Death by a Thousand (Norvina) Product Launches
The official excuse for a dying brand is always “shifting consumer preferences” and “challenging macro environment.” Translation: they got outmaneuvered.
Consumer demand (and trust) shifted away from ABH when its carefully crafted identity as a high-quality prestige brand was muddied and cheapened by a persistent string of low-grade, fast-makeup products (Ali Express) that were pushed by Soare’s daughter, Claudia (Norvina), to grab sales from less expensive brands like Morphe, Colour Pop, and Juvia’s Place.
This did not sit well with the loyal ABH fans. They didn’t want drugstore makeup with an ABH logo (looking at you, again, Norvina 🤨); they wanted the PRESTIGE-level formulas ABH used to offer. And competitors stopped flooding the market with cheaper alternatives to ABH’s products - because ABH had already downgraded their quality and pricing.
But here’s the really damning metric: ABH’s Instagram following was approximately 17 million in 2018, and has only grown by 1.3 million (18.3 million as I write this) in 8 years. For a brand that was supposedly built on social media marketing dominance, that’s not growth—that’s stagnation masquerading as stability.

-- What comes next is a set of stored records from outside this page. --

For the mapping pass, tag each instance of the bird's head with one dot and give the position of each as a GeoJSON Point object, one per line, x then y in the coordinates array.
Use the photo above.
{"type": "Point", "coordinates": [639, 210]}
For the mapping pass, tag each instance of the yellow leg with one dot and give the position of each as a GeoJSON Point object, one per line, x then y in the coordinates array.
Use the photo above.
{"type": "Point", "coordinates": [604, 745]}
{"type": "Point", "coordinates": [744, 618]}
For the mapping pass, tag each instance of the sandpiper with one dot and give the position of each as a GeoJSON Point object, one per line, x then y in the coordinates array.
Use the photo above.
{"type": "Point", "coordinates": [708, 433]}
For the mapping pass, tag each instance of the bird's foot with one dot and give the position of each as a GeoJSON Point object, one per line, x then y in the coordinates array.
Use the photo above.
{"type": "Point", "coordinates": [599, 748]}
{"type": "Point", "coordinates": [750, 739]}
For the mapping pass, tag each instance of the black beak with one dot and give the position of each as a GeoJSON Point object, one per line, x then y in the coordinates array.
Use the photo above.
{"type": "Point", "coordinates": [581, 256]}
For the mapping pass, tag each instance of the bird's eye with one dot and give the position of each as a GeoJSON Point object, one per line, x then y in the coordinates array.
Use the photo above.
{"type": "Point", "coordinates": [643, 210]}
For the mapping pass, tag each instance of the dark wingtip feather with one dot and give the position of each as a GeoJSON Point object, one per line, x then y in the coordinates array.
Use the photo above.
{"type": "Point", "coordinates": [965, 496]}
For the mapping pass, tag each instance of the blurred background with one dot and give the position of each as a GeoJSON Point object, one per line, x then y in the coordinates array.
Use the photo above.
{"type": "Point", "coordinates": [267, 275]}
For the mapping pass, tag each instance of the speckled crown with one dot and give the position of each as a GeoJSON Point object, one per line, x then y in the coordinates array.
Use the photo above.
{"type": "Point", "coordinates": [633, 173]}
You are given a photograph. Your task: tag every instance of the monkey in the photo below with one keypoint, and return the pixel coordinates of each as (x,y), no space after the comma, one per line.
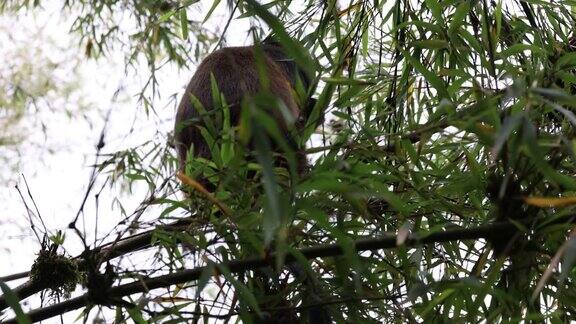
(237,76)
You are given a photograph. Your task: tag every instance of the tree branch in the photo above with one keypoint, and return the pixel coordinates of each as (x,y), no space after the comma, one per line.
(239,266)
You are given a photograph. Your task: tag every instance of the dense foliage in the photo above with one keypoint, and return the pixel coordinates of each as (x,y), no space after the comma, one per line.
(443,175)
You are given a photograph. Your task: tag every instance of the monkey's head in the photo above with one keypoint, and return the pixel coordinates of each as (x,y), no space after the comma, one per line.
(240,74)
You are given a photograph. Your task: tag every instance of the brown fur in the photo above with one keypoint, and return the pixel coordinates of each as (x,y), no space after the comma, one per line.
(236,74)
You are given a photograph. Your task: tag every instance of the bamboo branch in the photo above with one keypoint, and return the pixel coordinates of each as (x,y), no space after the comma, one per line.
(239,266)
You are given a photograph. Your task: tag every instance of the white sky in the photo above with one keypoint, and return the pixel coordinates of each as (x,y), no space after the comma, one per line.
(58,181)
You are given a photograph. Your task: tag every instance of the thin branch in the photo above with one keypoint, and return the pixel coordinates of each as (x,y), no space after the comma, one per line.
(239,266)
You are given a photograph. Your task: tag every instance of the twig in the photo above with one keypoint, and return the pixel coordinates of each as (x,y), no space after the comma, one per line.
(239,266)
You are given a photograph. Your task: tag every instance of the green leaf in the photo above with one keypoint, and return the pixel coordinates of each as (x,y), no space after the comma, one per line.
(184,23)
(14,303)
(433,79)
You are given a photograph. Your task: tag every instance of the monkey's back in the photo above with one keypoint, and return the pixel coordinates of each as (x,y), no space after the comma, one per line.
(236,74)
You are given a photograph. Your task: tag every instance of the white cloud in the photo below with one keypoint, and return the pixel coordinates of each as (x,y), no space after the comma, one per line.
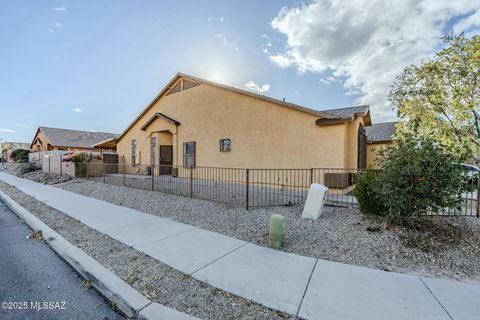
(5,130)
(368,43)
(260,89)
(225,41)
(267,45)
(281,60)
(329,80)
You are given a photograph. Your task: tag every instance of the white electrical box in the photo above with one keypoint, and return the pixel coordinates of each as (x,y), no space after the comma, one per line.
(315,200)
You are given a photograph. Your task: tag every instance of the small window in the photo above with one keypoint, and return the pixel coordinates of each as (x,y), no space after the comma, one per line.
(189,150)
(153,150)
(225,145)
(134,152)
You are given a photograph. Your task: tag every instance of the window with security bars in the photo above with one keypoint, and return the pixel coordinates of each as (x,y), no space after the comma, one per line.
(134,152)
(225,145)
(189,151)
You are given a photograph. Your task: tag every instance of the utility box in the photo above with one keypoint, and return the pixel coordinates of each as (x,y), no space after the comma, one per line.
(315,200)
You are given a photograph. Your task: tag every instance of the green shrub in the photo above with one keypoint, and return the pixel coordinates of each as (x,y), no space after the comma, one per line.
(28,167)
(20,155)
(418,177)
(368,195)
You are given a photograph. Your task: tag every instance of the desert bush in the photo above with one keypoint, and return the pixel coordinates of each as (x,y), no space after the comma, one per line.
(28,167)
(20,155)
(418,177)
(368,195)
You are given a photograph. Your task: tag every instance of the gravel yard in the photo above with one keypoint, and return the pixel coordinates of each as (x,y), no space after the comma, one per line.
(152,278)
(37,175)
(452,250)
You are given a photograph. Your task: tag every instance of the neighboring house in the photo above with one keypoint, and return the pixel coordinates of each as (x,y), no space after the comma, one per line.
(48,139)
(108,145)
(379,136)
(195,122)
(8,147)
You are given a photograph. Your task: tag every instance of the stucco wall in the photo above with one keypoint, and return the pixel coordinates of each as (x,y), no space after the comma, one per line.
(372,153)
(40,147)
(263,134)
(352,142)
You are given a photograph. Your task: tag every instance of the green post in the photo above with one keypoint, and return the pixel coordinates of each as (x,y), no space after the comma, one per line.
(276,231)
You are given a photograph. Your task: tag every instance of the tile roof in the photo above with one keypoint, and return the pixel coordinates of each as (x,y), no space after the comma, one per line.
(349,112)
(16,145)
(379,132)
(74,138)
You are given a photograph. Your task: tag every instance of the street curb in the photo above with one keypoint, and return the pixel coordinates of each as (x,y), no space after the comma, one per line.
(132,303)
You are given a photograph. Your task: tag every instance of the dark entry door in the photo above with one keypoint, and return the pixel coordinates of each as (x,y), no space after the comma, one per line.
(362,148)
(166,159)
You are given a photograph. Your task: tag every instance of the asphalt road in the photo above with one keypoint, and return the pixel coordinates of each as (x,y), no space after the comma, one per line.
(37,284)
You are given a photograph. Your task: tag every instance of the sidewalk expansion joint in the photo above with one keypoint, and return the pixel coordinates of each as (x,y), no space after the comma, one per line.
(213,261)
(148,304)
(160,240)
(306,288)
(438,301)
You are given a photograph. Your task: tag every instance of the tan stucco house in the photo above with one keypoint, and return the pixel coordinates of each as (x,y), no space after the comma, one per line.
(195,122)
(49,139)
(379,136)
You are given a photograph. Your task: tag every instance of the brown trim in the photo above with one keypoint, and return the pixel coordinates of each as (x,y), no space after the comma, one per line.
(159,115)
(326,122)
(379,141)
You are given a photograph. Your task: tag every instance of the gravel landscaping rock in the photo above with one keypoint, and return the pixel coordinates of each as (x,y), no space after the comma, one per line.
(37,175)
(150,277)
(341,234)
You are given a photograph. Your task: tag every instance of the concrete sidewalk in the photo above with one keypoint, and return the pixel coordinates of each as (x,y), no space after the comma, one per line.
(308,287)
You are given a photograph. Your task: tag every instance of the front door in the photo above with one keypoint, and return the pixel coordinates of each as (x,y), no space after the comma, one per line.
(166,159)
(362,148)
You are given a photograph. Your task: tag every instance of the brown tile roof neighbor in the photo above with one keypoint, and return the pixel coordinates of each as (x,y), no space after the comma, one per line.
(74,138)
(348,113)
(380,132)
(10,146)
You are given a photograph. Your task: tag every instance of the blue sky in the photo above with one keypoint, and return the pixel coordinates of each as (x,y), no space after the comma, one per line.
(94,65)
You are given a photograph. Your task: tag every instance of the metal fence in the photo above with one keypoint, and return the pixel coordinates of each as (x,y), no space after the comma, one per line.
(244,187)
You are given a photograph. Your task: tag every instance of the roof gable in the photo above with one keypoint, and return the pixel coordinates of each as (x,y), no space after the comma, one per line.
(187,81)
(381,132)
(73,138)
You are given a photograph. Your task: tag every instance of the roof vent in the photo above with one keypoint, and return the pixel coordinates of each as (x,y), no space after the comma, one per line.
(182,84)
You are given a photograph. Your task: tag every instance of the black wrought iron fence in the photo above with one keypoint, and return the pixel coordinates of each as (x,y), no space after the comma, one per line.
(248,187)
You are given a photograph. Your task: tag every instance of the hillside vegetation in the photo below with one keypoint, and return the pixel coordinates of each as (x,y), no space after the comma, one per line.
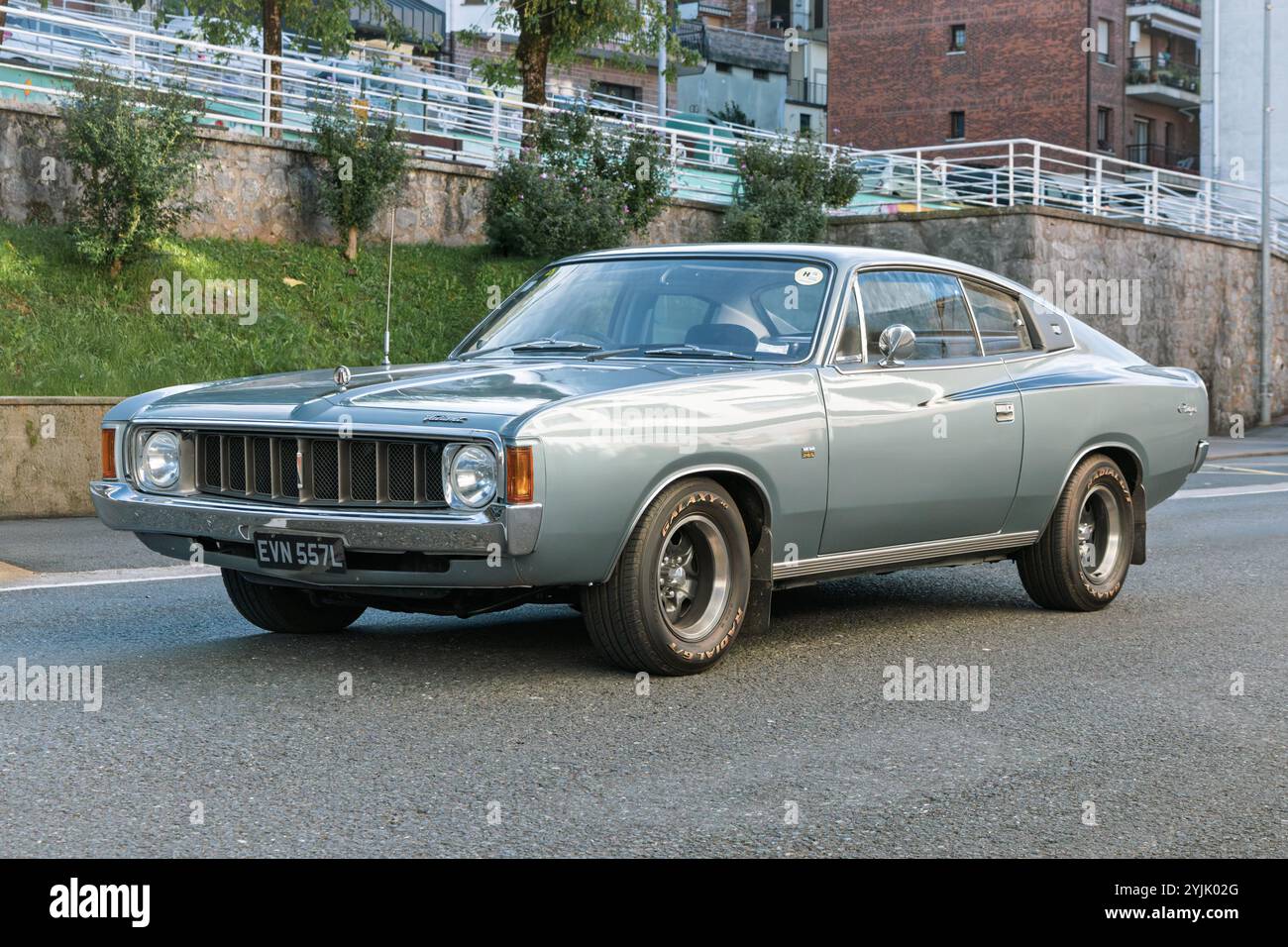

The Debt Spiral Nobody Talks About Publicly
This is where it gets uncomfortable. The company operated under forbearance after missing a loan payment, triggering a cascade of credit downgrades. With over $600 million in loans maturing, ABH wasn’t just facing a liquidity crunch—they were staring down a potential restructuring nightmare.
Founder Anastasia Soare is reportedly considering injecting around $225 million to keep things afloat. Which raises the obvious question: if the business fundamentals are so “resilient” (an ABH spokesperson’s word, not mine), why does it need a nine-figure emergency capital infusion?
The Broader Carnage
ABH isn’t an isolated incident—it’s emblematic of an entire era of overzealous beauty deals going south. TPG’s other questionable beauty play from that period, Rodan + Fields, defaulted on its debt in July, while the competitor Norvina tried to emulate, Morphe, filed for bankruptcy in March 2023.
Those 2017-2018 valuations were built on Instagram growth rates that assumed compound annual growth would continue indefinitely. Spoiler: it didn’t. The social media algorithm changed, TikTok fragmented marketing attention, and suddenly those 9-12x revenue multiples looked less like shrewd investments and more like auction fever.
#MyTwoCents
TPG put in $600 million. They’re walking away with roughly 6% equity in a distressed asset. Even if you’re generous with the math, that’s a loss that’ll show up in fund performance reports for years.
Anastasia Soare built something genuinely impressive, but even the strongest brands can’t sustain the weight of overleveraged capital, especially when market conditions shift. Peak valuation earned that name for a reason - it marks the PEAK value of a brand…and we all know what happens when you reach a peak, there’s nowhere to go but DOWN.
The brand still has Sephora placement, Ulta distribution, and name recognition. But with mounting debt, declining sales, operational challenges (looking at you, again, Norvina), and a market that’s moved on from their confusing aesthetic? The turnaround playbook here requires either a miracle or a fire sale.
I’m betting on the fire sale.




This explains why often I have issues finding the Auburn products. But they really killed themselves by "expanding" to color cosmetics as most of their customers were there for the Brow products.